Databricks Community

Arty · ‎04-09-2023

Hi All

Can you please advise how I can arrange loaded file deletion from Azure Storage upon its successful load via Autoloader? As I understood, Spark streaming "cleanSource" option is unavailable for Autoloader, so I'm trying to find the best way to achieve landing zone cleansing.

Anonymous · ‎04-14-2023

@Artem Sachuk :

Yes, to keep track of which files were loaded by Autoloader, you can add the input_file_name() function as a new column in your data frame during the loading process. This way, you can know exactly which file each row of data came from.

Alternatively, you can also use the Autoloader's checkpoint mechanism to keep track of which files have been successfully loaded. The checkpoint mechanism stores the file metadata (such as file name, size, and modified time) in a checkpoint file. You can query this checkpoint file to see which files have been processed and loaded successfully.

To enable checkpointing, you need to specify a checkpoint directory when you create the Autoloader stream. For example:

checkpoint_dir = "/mnt/checkpoints"
autoloader = spark.readStream \
    .format("cloudFiles") \
    .option("cloudFiles.checkpointLocation", checkpoint_dir) \
    .load(path)

The checkpoint directory can be any path in a file system that supports write access. Make sure that the checkpoint directory is on a durable file system (such as HDFS or Azure Blob Storage) and not on a local disk, as the checkpoint information needs to survive driver or executor failures.

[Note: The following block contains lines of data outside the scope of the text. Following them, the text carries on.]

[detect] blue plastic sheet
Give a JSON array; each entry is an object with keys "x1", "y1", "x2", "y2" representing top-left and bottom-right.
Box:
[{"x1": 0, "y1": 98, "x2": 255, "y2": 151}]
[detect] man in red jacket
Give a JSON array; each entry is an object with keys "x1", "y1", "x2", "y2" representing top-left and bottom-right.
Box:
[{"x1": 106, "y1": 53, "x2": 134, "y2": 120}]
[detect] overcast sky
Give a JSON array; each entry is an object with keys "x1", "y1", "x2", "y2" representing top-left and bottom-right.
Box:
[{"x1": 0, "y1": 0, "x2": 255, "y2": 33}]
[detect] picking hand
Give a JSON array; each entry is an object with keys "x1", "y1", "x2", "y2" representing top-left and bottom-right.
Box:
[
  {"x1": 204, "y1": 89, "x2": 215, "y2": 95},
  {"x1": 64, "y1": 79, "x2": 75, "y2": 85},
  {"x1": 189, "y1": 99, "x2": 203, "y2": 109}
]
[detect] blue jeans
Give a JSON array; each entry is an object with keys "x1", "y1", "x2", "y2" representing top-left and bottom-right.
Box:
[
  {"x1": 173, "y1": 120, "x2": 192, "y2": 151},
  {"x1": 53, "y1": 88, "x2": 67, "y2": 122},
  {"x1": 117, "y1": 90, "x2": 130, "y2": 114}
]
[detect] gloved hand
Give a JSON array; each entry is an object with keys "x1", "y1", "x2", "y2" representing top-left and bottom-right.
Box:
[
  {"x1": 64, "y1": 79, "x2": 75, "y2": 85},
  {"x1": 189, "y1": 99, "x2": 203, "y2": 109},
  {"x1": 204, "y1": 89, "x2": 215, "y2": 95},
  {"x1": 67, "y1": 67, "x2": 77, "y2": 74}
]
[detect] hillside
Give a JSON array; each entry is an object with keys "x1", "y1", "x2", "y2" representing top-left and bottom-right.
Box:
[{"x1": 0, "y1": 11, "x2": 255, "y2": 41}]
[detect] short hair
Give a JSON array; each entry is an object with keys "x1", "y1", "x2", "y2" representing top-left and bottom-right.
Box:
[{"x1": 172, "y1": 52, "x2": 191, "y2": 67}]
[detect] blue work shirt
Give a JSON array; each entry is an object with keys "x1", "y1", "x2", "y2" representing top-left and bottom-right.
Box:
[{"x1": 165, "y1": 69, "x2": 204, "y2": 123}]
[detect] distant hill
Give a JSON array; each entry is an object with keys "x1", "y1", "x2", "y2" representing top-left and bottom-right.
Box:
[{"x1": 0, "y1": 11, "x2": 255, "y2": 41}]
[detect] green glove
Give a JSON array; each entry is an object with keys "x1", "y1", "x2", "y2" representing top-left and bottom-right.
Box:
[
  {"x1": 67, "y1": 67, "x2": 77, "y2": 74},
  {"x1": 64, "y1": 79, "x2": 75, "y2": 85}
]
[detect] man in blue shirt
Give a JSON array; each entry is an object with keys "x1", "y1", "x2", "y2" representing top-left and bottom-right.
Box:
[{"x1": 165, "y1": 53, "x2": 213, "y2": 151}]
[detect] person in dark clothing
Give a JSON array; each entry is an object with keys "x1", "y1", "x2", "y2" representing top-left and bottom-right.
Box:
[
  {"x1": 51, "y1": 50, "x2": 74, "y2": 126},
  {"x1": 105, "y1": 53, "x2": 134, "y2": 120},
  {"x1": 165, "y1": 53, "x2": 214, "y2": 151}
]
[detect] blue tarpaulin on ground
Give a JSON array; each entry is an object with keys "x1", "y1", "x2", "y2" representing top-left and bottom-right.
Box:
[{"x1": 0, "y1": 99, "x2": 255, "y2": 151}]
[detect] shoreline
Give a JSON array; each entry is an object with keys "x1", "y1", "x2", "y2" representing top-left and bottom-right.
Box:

Once the checkpoint directory is set, the Autoloader stream will create checkpoint files in that directory to keep track of its progress. You can query the checkpoint files using the StreamingQuery.recentProgress method to get information about the latest batch of processed files.

For Example:

query = autoloader.writeStream \
    .outputMode("append") \
    .format("console") \
    .start()
 
while not query.isActive:
    time.sleep(1)
 
while query.isActive:
    for progress in query.recentProgress:
        if "numInputRows" in progress:
            print("Loaded {} rows from file {}"
                  .format(progress["numInputRows"], progress["inputFiles"]))
    time.sleep(1)
 
query.awaitTermination()

This code will print the number of rows loaded and the file names for each processed batch of files.

View solution in original post

Anonymous · ‎04-10-2023

@Artem Sachuk :

One way to achieve landing zone cleansing is to use the Azure Storage SDK in a script or job after the successful load of the file via Autoloader.

First, you can use the Databricks dbutils.fs.ls() command to get the list of files in the landing zone directory. Then, using the Azure Storage SDK, you can delete the files that have already been loaded.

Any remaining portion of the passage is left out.